Figure 7.

Transcription kinetics contributes to Seb1-dependent poly(A) site selection. (A,B) Northern blot analysis of total RNA prepared from wild-type (lanes 1,2) and Seb1-depleted (lanes 3,4) cells that were treated (lanes 2,4) or not treated (lanes 1,3) with 6-AU. Blots were probed for rps2 (A) and fba1 (B) mRNAs. Ratios of proximal (P) relative to distal (D) mRNA isoforms are indicated (average from two independent experiments). (C) Model for Seb1-dependent poly(A) site selection.
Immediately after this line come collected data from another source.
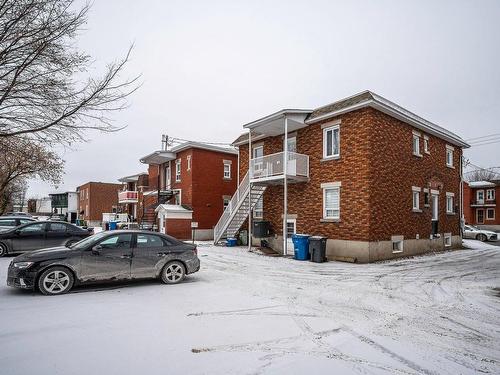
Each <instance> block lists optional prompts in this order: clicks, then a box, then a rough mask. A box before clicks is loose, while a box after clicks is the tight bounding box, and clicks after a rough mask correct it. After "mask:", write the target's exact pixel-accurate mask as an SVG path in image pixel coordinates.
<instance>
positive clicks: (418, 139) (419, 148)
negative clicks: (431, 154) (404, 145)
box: [413, 133, 422, 156]
mask: <svg viewBox="0 0 500 375" xmlns="http://www.w3.org/2000/svg"><path fill="white" fill-rule="evenodd" d="M413 155H415V156H422V155H421V154H420V134H419V133H413Z"/></svg>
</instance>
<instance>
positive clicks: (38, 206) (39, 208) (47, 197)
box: [28, 197, 52, 216]
mask: <svg viewBox="0 0 500 375" xmlns="http://www.w3.org/2000/svg"><path fill="white" fill-rule="evenodd" d="M28 213H30V214H32V215H35V216H48V215H50V214H51V213H52V199H51V198H50V197H43V198H32V199H28Z"/></svg>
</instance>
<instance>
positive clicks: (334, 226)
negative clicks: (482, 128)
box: [215, 91, 468, 262]
mask: <svg viewBox="0 0 500 375" xmlns="http://www.w3.org/2000/svg"><path fill="white" fill-rule="evenodd" d="M244 127H245V128H247V129H248V130H249V133H247V134H244V135H242V136H240V137H239V138H238V139H237V140H236V141H235V142H234V145H235V146H237V147H238V148H239V166H240V172H239V176H240V178H239V187H238V191H237V193H236V194H235V196H234V198H233V199H232V201H231V203H230V205H229V208H228V209H227V210H226V211H225V212H224V214H223V216H222V217H221V219H220V220H219V222H218V224H217V226H216V228H215V241H216V242H217V241H218V240H219V239H220V238H223V237H225V236H233V235H235V234H236V233H237V231H238V230H239V229H241V228H242V227H243V225H246V224H245V223H247V222H248V220H247V218H248V217H249V208H252V209H253V214H252V216H253V217H257V218H258V219H263V220H265V221H269V222H270V225H271V228H272V235H271V236H270V237H269V238H267V241H268V243H269V244H270V246H271V247H273V248H274V249H276V250H278V251H284V249H287V253H291V248H292V246H291V243H290V239H289V238H290V237H291V235H292V234H293V233H307V234H311V235H321V236H325V237H327V238H328V241H327V256H328V257H329V258H331V259H346V260H353V261H354V260H355V261H358V262H372V261H376V260H380V259H388V258H394V257H400V256H407V255H411V254H418V253H423V252H426V251H429V250H436V249H444V248H445V247H452V246H458V245H460V244H461V231H460V217H461V212H460V207H461V205H460V201H461V181H462V176H461V171H462V166H461V160H462V148H464V147H468V145H467V144H466V143H465V142H464V141H463V140H462V139H461V138H460V137H458V136H456V135H455V134H453V133H451V132H449V131H447V130H445V129H443V128H441V127H439V126H437V125H435V124H433V123H431V122H429V121H426V120H424V119H422V118H421V117H419V116H417V115H415V114H413V113H411V112H409V111H407V110H406V109H404V108H402V107H400V106H398V105H396V104H394V103H392V102H390V101H388V100H387V99H384V98H382V97H380V96H378V95H376V94H374V93H372V92H369V91H366V92H363V93H360V94H357V95H354V96H352V97H349V98H346V99H343V100H340V101H338V102H335V103H333V104H330V105H327V106H324V107H321V108H318V109H315V110H283V111H280V112H277V113H274V114H271V115H269V116H266V117H264V118H262V119H259V120H256V121H253V122H251V123H249V124H246V125H245V126H244ZM249 149H251V150H252V154H251V161H250V163H249ZM249 164H250V168H249ZM284 171H286V173H285V172H284ZM249 192H251V195H249ZM249 202H250V204H249ZM252 219H253V218H252ZM249 228H252V226H251V225H250V227H249ZM283 233H287V236H283ZM287 238H288V239H287Z"/></svg>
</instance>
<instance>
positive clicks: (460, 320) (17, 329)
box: [0, 241, 500, 375]
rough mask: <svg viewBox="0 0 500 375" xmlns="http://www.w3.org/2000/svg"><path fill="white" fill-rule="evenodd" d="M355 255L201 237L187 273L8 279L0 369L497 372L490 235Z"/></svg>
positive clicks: (64, 371) (499, 286)
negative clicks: (56, 285) (361, 257)
mask: <svg viewBox="0 0 500 375" xmlns="http://www.w3.org/2000/svg"><path fill="white" fill-rule="evenodd" d="M466 244H467V245H469V246H470V247H471V248H472V249H470V250H460V251H454V252H447V253H441V254H437V255H429V256H423V257H417V258H413V259H404V260H399V261H392V262H385V263H378V264H370V265H355V264H348V263H340V262H329V263H324V264H313V263H310V262H298V261H294V260H291V259H284V258H269V257H264V256H260V255H256V254H253V253H248V252H247V251H246V250H245V249H242V248H222V247H212V246H210V245H208V244H203V245H200V246H199V255H200V259H201V261H202V268H201V271H200V272H199V273H197V274H194V275H192V276H190V277H189V278H188V279H187V280H186V282H184V283H183V284H180V285H175V286H166V285H162V284H160V283H158V282H155V281H151V282H139V283H133V284H131V285H130V284H129V285H113V286H104V287H97V288H96V287H92V288H88V287H87V288H79V289H77V290H75V292H73V293H71V294H68V295H64V296H56V297H44V296H41V295H39V294H37V293H31V292H26V291H20V290H15V289H11V288H8V287H7V286H6V285H5V278H6V269H7V266H8V263H9V262H10V261H11V258H3V259H0V280H1V284H0V348H1V350H0V373H1V374H3V375H10V374H27V373H37V374H65V375H70V374H99V375H104V374H261V373H272V374H276V373H277V374H320V373H328V374H333V373H335V374H360V373H361V374H387V373H398V374H475V373H479V372H482V373H492V374H493V373H496V374H499V373H500V248H498V247H494V246H491V245H488V244H481V243H478V242H476V241H466Z"/></svg>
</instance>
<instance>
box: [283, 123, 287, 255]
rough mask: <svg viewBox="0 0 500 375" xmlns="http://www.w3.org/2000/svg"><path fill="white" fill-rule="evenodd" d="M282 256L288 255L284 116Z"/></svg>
mask: <svg viewBox="0 0 500 375" xmlns="http://www.w3.org/2000/svg"><path fill="white" fill-rule="evenodd" d="M283 150H284V152H283V176H284V181H283V255H284V256H287V255H288V248H287V247H288V246H287V245H288V241H287V216H288V207H287V200H288V178H287V173H288V118H287V117H286V115H285V139H284V142H283Z"/></svg>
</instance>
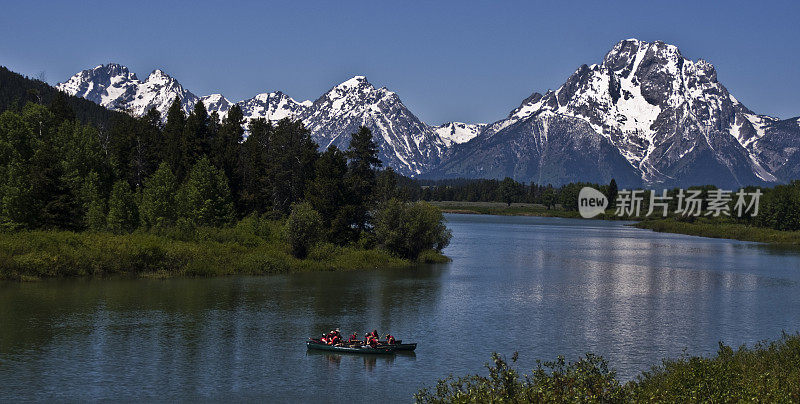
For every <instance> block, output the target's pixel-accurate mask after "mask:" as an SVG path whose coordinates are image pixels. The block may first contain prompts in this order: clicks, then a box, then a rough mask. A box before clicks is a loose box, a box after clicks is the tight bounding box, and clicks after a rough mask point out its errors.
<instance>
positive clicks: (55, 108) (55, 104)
mask: <svg viewBox="0 0 800 404" xmlns="http://www.w3.org/2000/svg"><path fill="white" fill-rule="evenodd" d="M50 113H52V114H53V118H54V119H55V122H57V123H61V122H63V121H74V120H75V111H73V110H72V107H70V106H69V104H68V103H67V95H66V94H64V93H63V92H61V91H56V92H55V94H54V95H53V99H52V100H51V101H50Z"/></svg>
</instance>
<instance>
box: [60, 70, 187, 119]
mask: <svg viewBox="0 0 800 404" xmlns="http://www.w3.org/2000/svg"><path fill="white" fill-rule="evenodd" d="M56 88H57V89H59V90H61V91H63V92H65V93H67V94H70V95H74V96H77V97H83V98H86V99H87V100H90V101H94V102H96V103H98V104H100V105H102V106H104V107H106V108H109V109H113V110H117V111H128V112H129V113H131V114H132V115H134V116H142V115H144V114H145V113H147V111H149V110H150V109H151V108H155V109H156V110H158V111H159V112H160V113H161V116H162V117H166V116H167V110H168V109H169V106H170V105H171V104H172V101H173V100H174V99H175V97H176V96H177V97H178V98H180V100H181V106H182V107H183V111H184V112H186V113H188V112H189V111H190V110H191V108H192V107H193V106H194V104H195V103H197V100H198V98H197V96H195V95H194V94H192V93H191V92H189V91H188V90H186V89H184V88H183V86H181V85H180V83H178V81H177V80H175V79H174V78H172V77H170V76H169V75H167V74H166V73H164V72H163V71H161V70H154V71H153V72H152V73H150V75H149V76H147V79H146V80H145V81H141V80H139V79H138V78H137V77H136V74H135V73H132V72H131V71H130V70H128V68H127V67H125V66H122V65H119V64H116V63H110V64H107V65H100V66H97V67H95V68H94V69H89V70H84V71H82V72H80V73H78V74H76V75H74V76H72V77H71V78H70V79H69V80H67V81H66V82H64V83H59V84H57V85H56Z"/></svg>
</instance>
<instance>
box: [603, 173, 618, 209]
mask: <svg viewBox="0 0 800 404" xmlns="http://www.w3.org/2000/svg"><path fill="white" fill-rule="evenodd" d="M617 194H619V189H618V188H617V181H616V180H614V179H613V178H612V179H611V182H610V183H609V184H608V194H607V195H606V196H607V197H608V207H609V208H613V207H615V206H617Z"/></svg>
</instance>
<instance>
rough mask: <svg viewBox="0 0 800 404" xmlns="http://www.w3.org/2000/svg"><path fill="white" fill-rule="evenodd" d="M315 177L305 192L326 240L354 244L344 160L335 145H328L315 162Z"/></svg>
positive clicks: (350, 208) (341, 242) (345, 167)
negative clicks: (350, 241)
mask: <svg viewBox="0 0 800 404" xmlns="http://www.w3.org/2000/svg"><path fill="white" fill-rule="evenodd" d="M314 166H315V176H314V179H313V180H312V181H311V183H309V185H308V189H307V190H306V200H307V201H308V202H309V203H310V204H311V206H312V207H313V208H314V210H316V211H317V212H319V214H320V216H321V218H322V225H323V227H324V228H325V229H326V233H327V234H326V238H327V240H328V241H330V242H332V243H337V244H346V243H348V242H350V241H355V239H357V237H358V233H357V232H354V231H353V230H354V229H353V228H352V227H351V226H350V224H351V222H352V220H351V218H350V217H349V216H350V215H351V212H352V209H351V208H349V206H348V205H350V202H351V199H352V198H351V197H350V195H349V192H348V189H347V186H346V183H345V176H346V175H347V158H346V157H345V155H344V153H343V152H342V151H341V150H339V149H338V148H337V147H336V146H331V147H329V148H328V150H326V151H325V152H324V153H322V155H321V156H320V157H319V159H317V162H316V163H315V165H314Z"/></svg>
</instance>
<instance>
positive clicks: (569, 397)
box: [414, 334, 800, 403]
mask: <svg viewBox="0 0 800 404" xmlns="http://www.w3.org/2000/svg"><path fill="white" fill-rule="evenodd" d="M516 360H517V354H516V353H515V354H514V355H513V356H512V357H511V358H510V361H509V360H508V359H507V358H504V357H502V356H500V355H498V354H493V355H492V361H491V362H490V363H488V364H487V365H486V368H487V370H488V376H486V375H480V374H475V375H467V376H460V377H455V376H450V377H448V378H445V379H441V380H439V381H438V382H437V383H436V385H434V386H429V387H427V388H423V389H422V390H420V391H419V392H418V393H417V394H416V395H415V397H414V398H415V399H416V401H417V402H418V403H543V402H547V403H551V402H552V403H641V402H648V403H649V402H657V403H694V402H725V403H728V402H768V403H794V402H797V401H798V400H800V335H798V334H784V335H783V336H781V337H780V338H779V339H777V340H775V341H771V342H770V341H763V342H759V343H757V344H756V345H755V346H753V347H747V346H741V347H738V348H733V347H730V346H727V345H724V344H723V343H721V342H720V343H719V349H718V350H717V352H716V354H714V355H711V356H690V355H683V356H681V357H679V358H677V359H665V360H663V361H662V363H661V364H660V365H656V366H653V367H652V368H651V369H650V370H648V371H644V372H641V373H640V374H638V375H637V376H636V377H635V378H633V380H629V381H622V380H620V379H619V378H618V377H617V374H616V371H614V370H613V369H611V368H610V367H609V363H608V361H606V360H605V359H603V358H602V357H600V356H597V355H593V354H586V355H585V356H584V357H582V358H580V359H579V360H578V361H576V362H567V361H566V360H565V359H564V357H558V358H557V359H556V360H553V361H546V362H541V361H537V366H536V368H534V369H533V370H532V372H531V373H530V374H522V373H520V371H519V370H517V369H516V368H515V367H514V366H513V364H514V362H516Z"/></svg>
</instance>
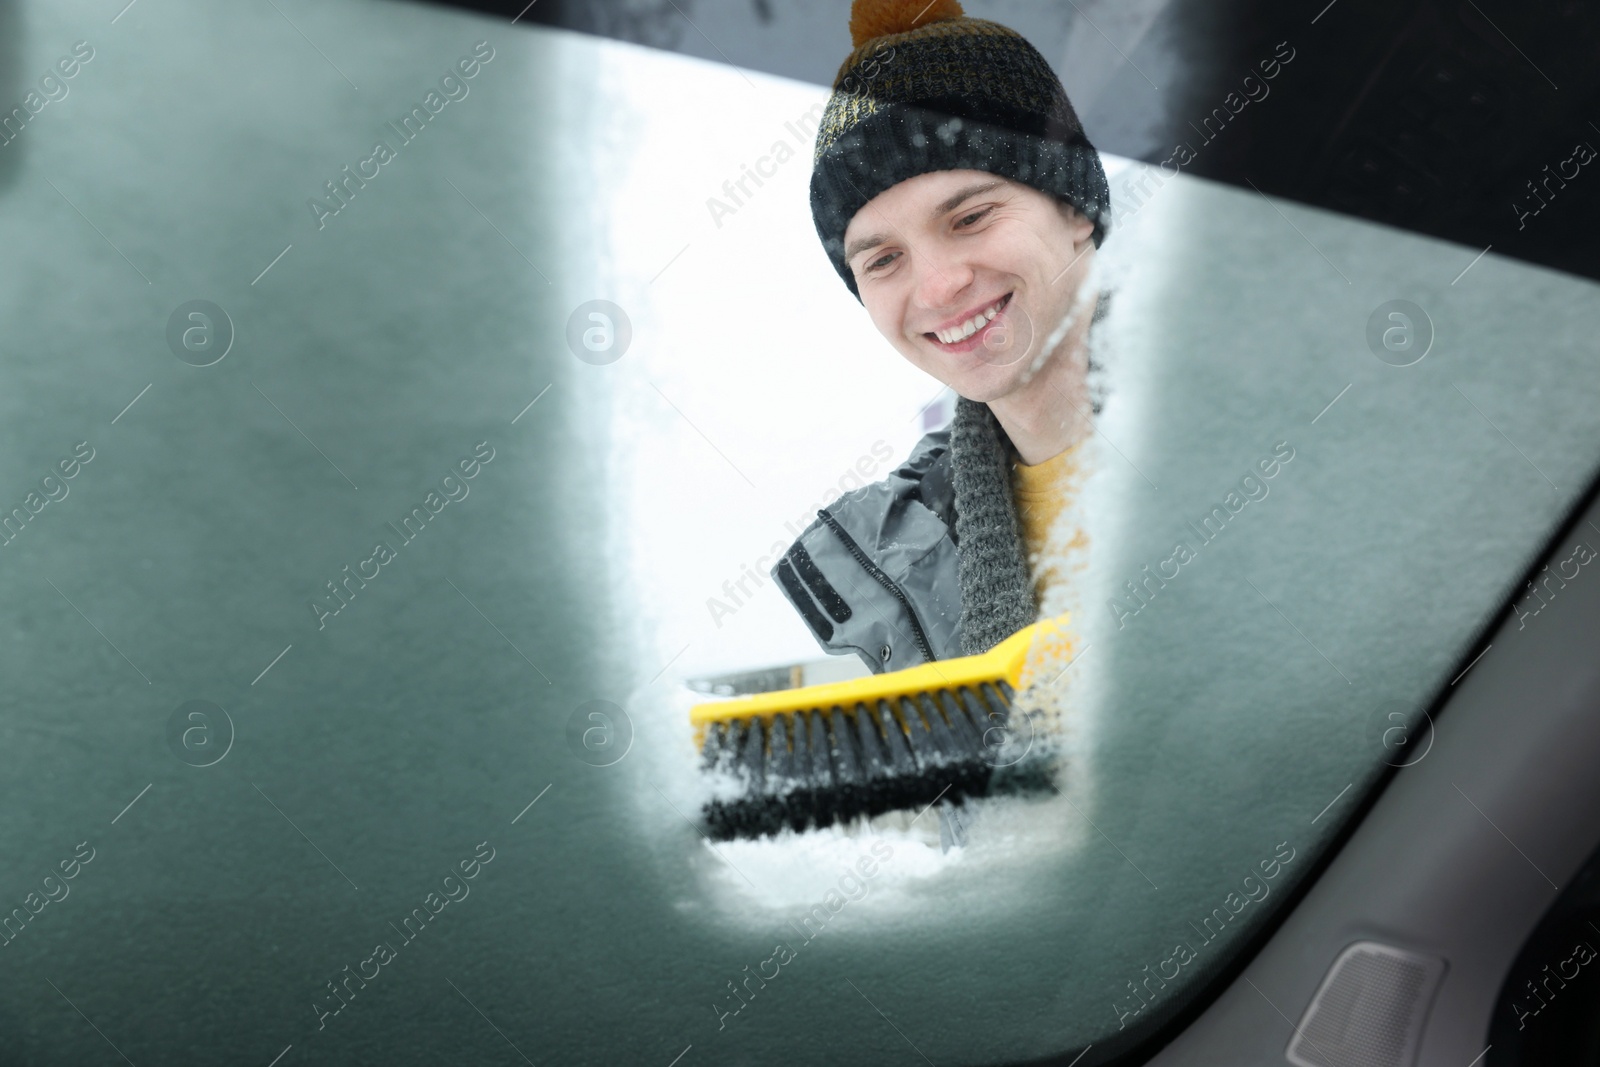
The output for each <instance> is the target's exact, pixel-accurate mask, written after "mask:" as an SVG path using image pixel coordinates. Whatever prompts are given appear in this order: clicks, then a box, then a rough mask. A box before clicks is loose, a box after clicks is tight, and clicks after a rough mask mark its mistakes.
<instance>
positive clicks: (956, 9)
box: [850, 0, 966, 48]
mask: <svg viewBox="0 0 1600 1067" xmlns="http://www.w3.org/2000/svg"><path fill="white" fill-rule="evenodd" d="M965 14H966V13H965V11H962V5H960V3H957V0H933V2H931V3H930V2H928V0H854V3H851V5H850V40H851V42H853V43H854V46H856V48H861V46H862V45H864V43H867V42H869V40H872V38H874V37H883V35H886V34H904V32H907V30H914V29H918V27H922V26H928V24H930V22H944V21H947V19H958V18H963V16H965Z"/></svg>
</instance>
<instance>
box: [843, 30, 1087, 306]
mask: <svg viewBox="0 0 1600 1067" xmlns="http://www.w3.org/2000/svg"><path fill="white" fill-rule="evenodd" d="M850 37H851V40H853V42H854V45H856V50H854V51H851V53H850V56H848V58H846V59H845V62H843V66H840V69H838V74H837V75H835V78H834V94H832V96H830V98H829V101H827V107H826V109H824V112H822V122H821V125H819V126H818V133H816V152H814V155H813V170H811V218H813V221H814V222H816V232H818V237H821V238H822V248H824V250H826V251H827V256H829V259H832V262H834V269H835V270H838V277H842V278H843V280H845V285H848V286H850V291H851V293H854V296H856V299H858V301H859V299H861V293H859V291H858V290H856V278H854V275H853V274H851V270H850V264H848V262H845V227H846V226H850V221H851V219H853V218H854V216H856V211H859V210H861V208H862V206H864V205H866V203H867V202H869V200H872V198H874V197H877V195H878V194H880V192H883V190H885V189H890V187H893V186H896V184H899V182H902V181H906V179H907V178H915V176H917V174H925V173H930V171H944V170H979V171H989V173H992V174H998V176H1000V178H1008V179H1011V181H1018V182H1022V184H1026V186H1032V187H1034V189H1038V190H1040V192H1046V194H1050V195H1054V197H1061V198H1064V200H1067V202H1069V203H1070V205H1072V206H1074V208H1077V210H1078V213H1080V214H1083V216H1085V218H1086V219H1090V221H1091V222H1093V224H1094V232H1093V240H1094V246H1096V248H1099V245H1101V242H1102V240H1104V238H1106V232H1107V226H1109V222H1110V189H1109V186H1107V184H1106V171H1104V168H1102V166H1101V162H1099V154H1098V152H1096V150H1094V146H1093V144H1090V141H1088V138H1086V136H1085V134H1083V125H1082V123H1080V122H1078V117H1077V112H1074V110H1072V102H1070V101H1069V99H1067V93H1066V90H1064V88H1062V86H1061V78H1058V77H1056V74H1054V70H1051V69H1050V64H1048V62H1045V58H1043V56H1040V54H1038V50H1037V48H1034V46H1032V45H1030V43H1027V40H1024V38H1022V37H1021V35H1019V34H1018V32H1016V30H1011V29H1006V27H1005V26H1000V24H997V22H989V21H986V19H973V18H966V14H965V13H963V11H962V5H960V3H957V0H931V3H930V0H854V3H853V5H851V11H850Z"/></svg>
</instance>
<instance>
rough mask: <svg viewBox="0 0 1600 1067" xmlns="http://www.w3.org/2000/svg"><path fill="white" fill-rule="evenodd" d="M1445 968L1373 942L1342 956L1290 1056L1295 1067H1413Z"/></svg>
mask: <svg viewBox="0 0 1600 1067" xmlns="http://www.w3.org/2000/svg"><path fill="white" fill-rule="evenodd" d="M1443 974H1445V961H1443V960H1438V958H1435V957H1426V955H1421V953H1416V952H1406V950H1403V949H1395V947H1392V945H1386V944H1379V942H1376V941H1358V942H1355V944H1354V945H1349V947H1347V949H1346V950H1344V952H1341V953H1339V958H1336V960H1334V961H1333V966H1331V968H1328V976H1326V977H1323V979H1322V985H1320V987H1318V989H1317V993H1315V995H1314V997H1312V998H1310V1005H1309V1006H1307V1008H1306V1014H1304V1016H1301V1021H1299V1027H1296V1032H1294V1037H1293V1038H1291V1040H1290V1046H1288V1049H1286V1053H1285V1054H1286V1056H1288V1061H1290V1062H1291V1064H1296V1067H1411V1065H1413V1064H1414V1062H1416V1048H1418V1043H1419V1041H1421V1038H1422V1022H1424V1021H1426V1019H1427V1008H1429V1005H1430V1003H1432V1001H1434V993H1435V990H1437V989H1438V979H1440V977H1443Z"/></svg>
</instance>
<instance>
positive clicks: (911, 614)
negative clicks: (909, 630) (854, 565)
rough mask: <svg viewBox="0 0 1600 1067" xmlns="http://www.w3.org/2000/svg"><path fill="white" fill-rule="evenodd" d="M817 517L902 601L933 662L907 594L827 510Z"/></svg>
mask: <svg viewBox="0 0 1600 1067" xmlns="http://www.w3.org/2000/svg"><path fill="white" fill-rule="evenodd" d="M816 515H818V518H821V520H822V522H824V523H827V526H829V530H832V531H834V533H835V534H838V539H840V541H843V542H845V547H846V549H850V555H853V557H856V563H859V565H861V568H862V569H864V571H866V573H867V574H870V576H872V577H874V579H875V581H877V582H878V585H883V589H886V590H890V593H893V595H894V598H896V600H899V601H901V606H902V608H906V614H907V617H910V632H912V637H914V638H917V649H918V651H920V653H922V656H923V659H925V661H928V662H933V659H934V657H933V645H930V643H928V635H926V633H925V632H923V629H922V621H918V619H917V609H915V608H912V606H910V600H907V598H906V592H904V590H902V589H901V587H899V585H896V584H894V579H893V577H890V576H888V574H885V573H883V571H880V569H878V566H877V565H875V563H874V561H872V560H869V558H867V553H866V552H862V550H861V545H859V544H856V539H854V537H851V536H850V534H848V533H845V528H843V526H840V525H838V520H837V518H834V517H832V515H829V514H827V509H821V510H818V514H816Z"/></svg>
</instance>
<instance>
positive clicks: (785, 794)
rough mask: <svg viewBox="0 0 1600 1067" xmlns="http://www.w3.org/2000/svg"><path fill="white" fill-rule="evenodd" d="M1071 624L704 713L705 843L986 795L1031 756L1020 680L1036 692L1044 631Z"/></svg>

The passage of RNAPII through a poly(A) site is thought to induce a change in the kinetics of transcription elongation, including pausing of the RNAPII complex (Nag et al. 2006; Grosso et al. 2012; Davidson et al. 2014; Fusby et al. 2015; Nojima et al. 2015). We propose that the cooperative binding of Seb1 to the RNAPII CTD and to RNA motifs clustered downstream from poly(A) sites positively contributes to RNAPII pausing (1), thereby promoting poly(A) site recognition and assembly of a cleavage-competent cleavage/poly(A) (CPF) complex (2). In the absence of Seb1, RNAPII pausing is leaky, increasing the frequency of RNAPII complexes that reach distal (D) poly(A) sites.